In a multiple-socket system, under NUMA, non-local memory access is much slower. Kdb+ 4.0 is not NUMA-aware, and decisions of memory placement and scheduling across sockets are left to the operating system. That prevents scaling out to multiple sockets, and performance can fluctuate unpredictably. We recommend restricting the working set to a single socket, if possible, by running q under numactl --preferred= or even --membind=.

## Peach vs implicit parallelism¶

In kdb+ parallelism remains single-level, and for a given computation one has to choose a single axis to apply it over, whether implicitly with multithreaded primitives, or explicitly with peach.
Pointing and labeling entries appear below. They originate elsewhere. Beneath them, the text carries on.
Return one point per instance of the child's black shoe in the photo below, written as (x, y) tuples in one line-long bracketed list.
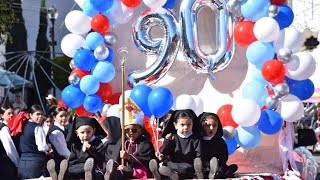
[(153, 166), (213, 168), (51, 166), (63, 169), (164, 170), (88, 169), (197, 163), (109, 169)]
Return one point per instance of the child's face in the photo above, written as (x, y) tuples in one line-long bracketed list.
[(37, 116), (210, 127), (48, 122), (8, 114), (183, 126), (85, 132), (133, 131), (61, 118)]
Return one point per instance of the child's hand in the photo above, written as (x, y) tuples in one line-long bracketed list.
[(86, 146), (169, 136), (124, 155), (120, 167)]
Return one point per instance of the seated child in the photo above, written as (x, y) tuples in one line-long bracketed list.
[(138, 150), (214, 153), (181, 148), (85, 156)]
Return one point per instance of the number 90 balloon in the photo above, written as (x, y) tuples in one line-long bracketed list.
[(168, 46)]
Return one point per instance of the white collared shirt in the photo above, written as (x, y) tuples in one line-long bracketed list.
[(59, 141)]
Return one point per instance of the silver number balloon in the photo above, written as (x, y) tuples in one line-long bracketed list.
[(166, 48), (200, 61)]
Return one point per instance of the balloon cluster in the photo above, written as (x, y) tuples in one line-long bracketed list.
[(280, 73)]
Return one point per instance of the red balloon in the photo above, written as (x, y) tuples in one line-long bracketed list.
[(105, 91), (243, 33), (131, 3), (224, 113), (80, 111), (80, 72), (278, 2), (114, 98), (273, 71), (100, 23)]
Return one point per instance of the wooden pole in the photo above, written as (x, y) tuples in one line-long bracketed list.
[(123, 51)]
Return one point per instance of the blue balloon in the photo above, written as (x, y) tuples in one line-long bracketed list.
[(302, 89), (72, 96), (254, 10), (88, 9), (255, 91), (84, 59), (248, 137), (94, 39), (139, 95), (104, 71), (111, 55), (169, 4), (160, 101), (285, 16), (270, 122), (101, 5), (92, 103), (258, 53), (89, 84), (231, 144)]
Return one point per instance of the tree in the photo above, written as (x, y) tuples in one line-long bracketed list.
[(7, 18)]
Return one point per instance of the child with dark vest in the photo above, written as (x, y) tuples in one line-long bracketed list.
[(214, 153), (86, 158), (180, 152), (9, 157), (33, 146), (57, 138), (138, 149)]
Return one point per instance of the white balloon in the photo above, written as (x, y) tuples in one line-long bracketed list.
[(127, 95), (245, 112), (199, 104), (77, 22), (301, 67), (71, 42), (185, 101), (229, 132), (114, 110), (120, 13), (290, 108), (266, 29), (154, 3), (289, 38)]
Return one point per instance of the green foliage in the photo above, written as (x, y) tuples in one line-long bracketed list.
[(60, 76), (7, 18)]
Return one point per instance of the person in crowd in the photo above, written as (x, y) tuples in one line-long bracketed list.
[(47, 123), (6, 113), (138, 149), (19, 103), (33, 146), (9, 157), (57, 138), (51, 103), (214, 153), (181, 149), (86, 160)]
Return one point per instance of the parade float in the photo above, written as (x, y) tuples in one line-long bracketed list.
[(239, 59)]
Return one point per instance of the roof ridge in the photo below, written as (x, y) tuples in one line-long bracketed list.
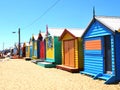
[(108, 16)]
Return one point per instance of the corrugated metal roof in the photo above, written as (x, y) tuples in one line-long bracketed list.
[(110, 21), (36, 36), (27, 44), (58, 31)]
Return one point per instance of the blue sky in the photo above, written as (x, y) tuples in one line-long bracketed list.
[(16, 14)]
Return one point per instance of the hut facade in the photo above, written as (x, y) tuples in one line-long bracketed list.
[(53, 48), (72, 52), (101, 48)]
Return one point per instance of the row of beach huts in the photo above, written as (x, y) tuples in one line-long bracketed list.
[(94, 51)]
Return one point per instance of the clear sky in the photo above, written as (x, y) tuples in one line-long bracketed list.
[(28, 15)]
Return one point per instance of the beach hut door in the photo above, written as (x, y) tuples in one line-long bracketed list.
[(69, 53), (107, 44)]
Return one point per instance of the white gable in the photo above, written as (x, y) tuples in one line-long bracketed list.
[(58, 31), (111, 22)]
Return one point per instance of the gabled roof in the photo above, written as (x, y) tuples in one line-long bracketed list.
[(35, 37), (59, 31), (110, 22), (55, 31), (73, 32)]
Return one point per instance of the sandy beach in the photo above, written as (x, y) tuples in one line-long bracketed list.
[(25, 75)]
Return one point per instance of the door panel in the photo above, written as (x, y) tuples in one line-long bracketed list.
[(71, 53), (108, 65), (66, 59), (42, 50)]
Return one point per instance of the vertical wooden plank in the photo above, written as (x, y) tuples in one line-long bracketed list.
[(71, 53), (66, 54)]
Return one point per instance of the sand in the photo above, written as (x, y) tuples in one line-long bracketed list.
[(25, 75)]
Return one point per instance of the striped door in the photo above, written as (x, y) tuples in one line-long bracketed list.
[(42, 50), (93, 56), (69, 53)]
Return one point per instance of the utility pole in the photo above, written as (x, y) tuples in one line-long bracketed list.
[(3, 45), (19, 42)]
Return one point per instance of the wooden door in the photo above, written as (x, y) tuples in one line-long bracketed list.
[(66, 54), (108, 63), (42, 50), (69, 53)]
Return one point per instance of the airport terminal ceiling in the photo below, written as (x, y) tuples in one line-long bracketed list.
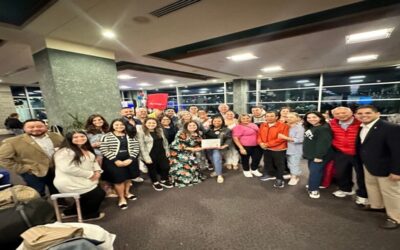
[(302, 37)]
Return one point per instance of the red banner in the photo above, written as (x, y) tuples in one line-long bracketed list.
[(157, 101)]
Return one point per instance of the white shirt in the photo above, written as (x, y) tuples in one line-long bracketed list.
[(365, 129)]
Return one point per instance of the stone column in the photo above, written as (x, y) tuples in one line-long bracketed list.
[(240, 98), (77, 80)]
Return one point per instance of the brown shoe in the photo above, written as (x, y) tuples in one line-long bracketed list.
[(390, 224)]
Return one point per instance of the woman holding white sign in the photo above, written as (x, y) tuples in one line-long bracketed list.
[(221, 140)]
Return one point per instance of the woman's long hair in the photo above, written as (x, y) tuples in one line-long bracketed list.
[(67, 143), (217, 117), (158, 129), (92, 129), (308, 125)]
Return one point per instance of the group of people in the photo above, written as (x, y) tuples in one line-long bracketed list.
[(168, 147)]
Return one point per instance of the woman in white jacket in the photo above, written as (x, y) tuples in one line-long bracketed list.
[(77, 171)]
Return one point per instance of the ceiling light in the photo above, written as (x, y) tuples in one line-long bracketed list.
[(144, 84), (369, 36), (302, 81), (272, 69), (356, 77), (363, 58), (242, 57), (108, 34), (125, 77), (355, 81), (168, 81)]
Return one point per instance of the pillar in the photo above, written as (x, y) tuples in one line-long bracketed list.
[(77, 80)]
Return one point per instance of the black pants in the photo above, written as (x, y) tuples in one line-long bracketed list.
[(344, 173), (160, 166), (90, 203), (274, 163), (253, 152)]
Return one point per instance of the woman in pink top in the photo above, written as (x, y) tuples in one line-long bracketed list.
[(245, 137)]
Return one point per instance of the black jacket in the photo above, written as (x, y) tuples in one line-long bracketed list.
[(380, 151)]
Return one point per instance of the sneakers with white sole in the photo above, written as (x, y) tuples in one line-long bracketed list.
[(256, 173), (314, 194), (361, 201), (247, 174), (293, 181), (342, 194)]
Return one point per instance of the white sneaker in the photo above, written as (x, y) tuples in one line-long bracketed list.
[(143, 167), (294, 180), (361, 201), (138, 179), (256, 173), (314, 194), (342, 194), (247, 174)]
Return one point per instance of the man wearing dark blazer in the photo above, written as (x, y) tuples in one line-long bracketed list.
[(31, 155), (378, 149)]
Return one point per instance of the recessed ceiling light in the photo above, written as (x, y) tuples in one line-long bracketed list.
[(362, 58), (108, 34), (272, 69), (242, 57), (168, 81), (302, 81), (369, 36), (144, 84), (357, 77), (125, 77)]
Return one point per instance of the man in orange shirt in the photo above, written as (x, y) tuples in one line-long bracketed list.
[(274, 148)]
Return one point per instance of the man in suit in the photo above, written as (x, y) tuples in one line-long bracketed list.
[(30, 155), (378, 149)]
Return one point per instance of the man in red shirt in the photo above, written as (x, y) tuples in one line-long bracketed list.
[(345, 128)]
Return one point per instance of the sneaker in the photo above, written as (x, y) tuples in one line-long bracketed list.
[(101, 216), (157, 186), (267, 177), (247, 174), (314, 194), (256, 173), (279, 183), (361, 201), (138, 179), (294, 180), (167, 184), (342, 194)]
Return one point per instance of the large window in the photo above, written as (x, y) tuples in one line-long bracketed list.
[(28, 102), (378, 87)]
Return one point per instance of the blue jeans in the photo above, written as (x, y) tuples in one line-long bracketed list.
[(315, 177), (216, 159), (39, 183), (294, 164)]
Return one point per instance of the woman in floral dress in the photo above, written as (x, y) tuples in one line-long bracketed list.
[(183, 161)]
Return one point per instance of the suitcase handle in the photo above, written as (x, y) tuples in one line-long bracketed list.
[(75, 196)]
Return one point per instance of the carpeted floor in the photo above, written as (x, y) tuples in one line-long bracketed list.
[(243, 213)]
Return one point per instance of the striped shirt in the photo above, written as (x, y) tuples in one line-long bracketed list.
[(110, 146)]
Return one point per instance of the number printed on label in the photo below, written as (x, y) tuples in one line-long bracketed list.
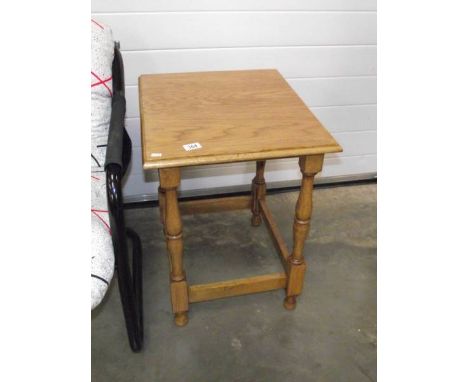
[(192, 146)]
Within-primitive parallelism has several advantages:

1. No overhead of splitting and joining large vectors. For simple functions, direct execution can be much faster than .Q.fc:

q)system"s 24";a:100000000?100;
q)\t a\*a
28
q)\t .Q.fc[{x*x};a]
130
2. Operating on one vector at a time can avoid inefficient scheduling of large, uneven chunks of work:

q)system"s 3";n:100000000;t:([]n?0f;n?0x00;n?0x00);
q)\t sum t            / within-column parallelism
30
q)\t sum peach flip t / column-by-column parallelism ..
65
q)\s 0
q)/ .. takes just as much time as the largest unit of work,
q)\t sum tx          / .. i.e. widest column
64

However, one needs vectors large enough to take advantage. Nested structures and matrices still need hand-crafted peach. Well-optimized code already making use of peach is unlikely to benefit.